My late brother disliked the C language and hated to have to program in it. He was a systems analyst who set up a secure link between a major NY bank and the Fed during the mid 90s. His beef with C was that it didn’t include bounds check which meant that if there was a string that was declared, say, at 256 bytes and you wrote 5000 bytes to it, it would accept it and write over what was there. Whenever he had to program in C, he would program his own arrays and strings with built-in bounds checks. Yes, it was slower and took up more space, but it was also safer. Nowadays, neither space nor time is a real consideration.
From the minimal explanations I got from the news reports, it seems that the problem is that a routine that was supposed to read a few bytes to see if a link was still live actually allowed the reading of many bytes and you might get into the password file. Is this explanation correct? And is it just another manifestation of the bounds check problem?
Correct, that’s exactly what the attack is: the protocol is designed to echo back whatever you send it. You send it 1 byte of data, but tell the header that your packet contains 64k of data. The server sends back your original byte, plus 64k of memory contents. Here’s a good summary of the bug.
Your point is valid but this is different. If you tell memcpy() to copy X bytes from A to B, the compiler has no way to know whether X is sensible or not. There is no buffer overrun, B can fit X bytes just fine. But you are trusting that the user was truthful when he declared A to be X bytes long. If he wasn’t, the memcpy() will sweep in some stuff that exceeds the bounds of A.
Pedro: but the real point here is that if they were using the standard malloc() it might have done address randomization, memory zeroing, guard pages and other good security practices. They’d get those security benefits “for free”.
But instead they wrote their own that isn’t nearly as good as the version that ships with the OS. Basically, they expended more effort to come up with an inferior result. All because some OS, some time back in history, was “slow”.
I don’t see how address space randomization would help. Address space randomization protects against attacks that exploit a known memory layout (like return-to-libc attacks). The heartbleed exploit doesn’t depend on a known memory layout; it just throws darts at a wall until it gets something juicy.

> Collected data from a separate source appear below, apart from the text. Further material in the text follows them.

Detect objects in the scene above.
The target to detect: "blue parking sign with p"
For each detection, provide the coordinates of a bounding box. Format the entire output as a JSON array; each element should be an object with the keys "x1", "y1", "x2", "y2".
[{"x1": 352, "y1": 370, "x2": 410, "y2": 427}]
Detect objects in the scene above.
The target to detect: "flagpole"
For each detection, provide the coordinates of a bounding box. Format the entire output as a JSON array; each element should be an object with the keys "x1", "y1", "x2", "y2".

Memory zeroing is only partially effective. It obviously can’t protect live data. Something like a username/password combo would have a relatively short lifetime but statistics say that you’re still going to leak some usernames and passwords. And the performance is so bad that you would never turn this on by default. This could have only mitigated the issue in the time window between an administrator becoming aware of the issue and being able to restart their openssl-using service, and the fix being released.
Guard pages are a nice idea but the performance impact is brutal. OpenBSD’s own paper describing the feature shows that while many benchmarks (which probably don’t malloc much) show no performance impact, others showed a 50-100% performance penalty. I don’t believe that any OS outside of OpenBSD has used that approach.
The last time that I checked, both Linux and Windows fall under the “terrible malloc() performance” umbrella. This is why Google wrote tcmalloc, Facebook hired the jemalloc developer and Firefox imported jemalloc into their browser. This isn’t some theoretical issue on 1995-era AIX. It is a real problem today.
It’s only different if you’re overly literal with the meanings of “subscript” and “array”.
Implicitly, any random chunk of heap is an array of bytes. The fact that memcpy doesn’t do any check on its hidden iterator is exacly what the quote is about.
And I can attest… the most literal reading of the original quote (for instance, in some broken FORTRAN IV installations) can suffer exactly the same runtime behavior as heartbleed’s unbounded check: the ability to read beyond the notional end of the data structure.
I still think your point is without substance for this particular case. If you want to deprecate memcpy as unsafe then it’s no longer C. Otherwise no compiler check in the world is going to detect this and Kernighan didn’t propose any either. A and B are just memory addresses, the compiler has no idea what was allocated there dynamically at run time.